Babama sorsanız, inat etmeyin Çankaya'dan arsa alsa iyiydi.. Ama dik adamdı işte,, oturmam ben o dağ başında lafı sülalenin kaderini değiştirdi ama hiiç kızan da olmadı, arkasından atan da.. Bilirlerdi çünkü, çok parayı bulsaydı da, dağıtırdı sağa sola.. "Kefene cep yapılana kadar para tutmam" derdi.. Bugün onu bile yapmaya hazır olanları görse en okkalısından küfrederdi..

Evlerimiz yanyanaydı, hep onda kalırdım ben.. Babaannem ben doğmadan öldüğünden evin kadını erkeği anası babası atası oydu.. Yaptığı yemeklere ne anam yetişebilirdi, ne kızları.. Yılların sert adamı soğan doğrarken, pilav yaparken 3 günlük gelin gibi incelirdi parmakları.. Taşı taşıyan eller öyle narin sarardı ki zeytinyağlıları, parmaktan kalın olanları çöpe atardı.. Demir gibi sert pamuk gibi yumuşaktı işte.. Ağırlığını size çarptığında anlardınız.. Çocuklarına dil uzatanlara demir gibi iner, sevdiklerini pamuk gibi sarmalardı..

Taşındık sonra biz o evden.. Su musluktan aksın diye lojmana gittik.. Yalnızlık iyi gelmedi dev çınara, kalbi yoruldu, yıllarca taşların altından dumanını tüttürdüğü sigara damarlarını tıkadı.. Babam ikna etti, sattırdı evini.. Öyle ucuza sattı ki evi, kimse söz dinletemedi.. Çok para alayım da çocuklar benden sonra birbirini mi yesin dedi kestirip attı..

Bizim eve geldi, demek ki en çok beni severdi, belki ablamı.. Ya da kardeşimi.. Kıskanlıç bilmedik ya hiç, soramadık o yüzden.. Babamla annem ne zaman bana top almayı reddetse gözüyle küçük odayı işaret ederdi.. Kapının arkasındaki tel askıda ceketi dururdu hep, sol iç cebi kabarık.. Ama çok para olduığundan değil, bağkur emeklilerine maaş yeşil on liralar halinde verildiğinden.. Bi tane onluk çekerdim, üstünü sessizce eline sıkıştırırdım...

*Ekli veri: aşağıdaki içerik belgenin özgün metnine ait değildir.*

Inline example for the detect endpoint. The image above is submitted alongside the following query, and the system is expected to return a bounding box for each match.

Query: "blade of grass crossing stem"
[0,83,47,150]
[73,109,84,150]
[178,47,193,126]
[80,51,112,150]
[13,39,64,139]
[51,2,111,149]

Hayatı roman olamadı, diziye de çekilmedi.. Ama kral adamdı.. Kamyoncu Sait dedin mi bilmeyen yoktu.. Anadolu lisesi sınav paramı verip hayatını değiştirdiği gün "Al sana yol parası" dedi, "Senin yolun bundan sonra okumak, kim ne derse dönme, önüne bak, başka yollardan gidenler daha öne geçebilir, belki o yoldan gidenlerin hayatı da daha güzel olur, sen yolundan şaşma"..

Çocuktum, anlamadım, sadece dediğini yaptım, el kadar çocukken yatılı okula gittim.. Sonra, çoook sonra ta kalbimde duydum demek istediğini..

Yola düşenler için yazdım dedemin öyküsünü.. Asıl yolculuğun kendine doğru yapıldığını bilenlere ses versin istedim dedem.. Gece karanlık olup yol görünmeiğinde baka yöne sapmasınlar diye.. Elbet güneş doğup yolunuzu yeniden aydınlatır, sakın unutmayın diye.. En çok kendime yazdım belki.. Kızım bana tutunarak ayağa kalktı bugün.. Yarın öbür gün yürümeye başlar.. Okuma yazma öğrendiği ilk gün büyük yolcunun hikayesini okutacağım ona.. Ve diyeceğim ki; yürüdüğün yol seni başarıya ya da mutluluğa çıkarmayabilir, ama aslolan sadece varmak değil, yolda olmaktan da keyif almaktır.. Yolculuğunda tek kılavuzun vicdanındır...

29 Aralık 2010 Çarşamba

bebe...

Fikri bile heyecanlandırır seni, düşündükçe kalbin kuşa döner.. İsimler geçer kafandan yüzlerce binlerce.. Aylar öncesiden alırsın beşiğini yatağını.. Gecenin bi vakti gider yatağının başına oturursun, başını sonunu hesaplayamadığın düşlere dalarsın.. Neden oradasın onu bile kestiremezsin.. Bi çabucak geçsin istersin zaman, geliversin yanıbaşına.. Bi endişeye kapılırsın, nası büyütcez yahu biz bu yavrucağı diye..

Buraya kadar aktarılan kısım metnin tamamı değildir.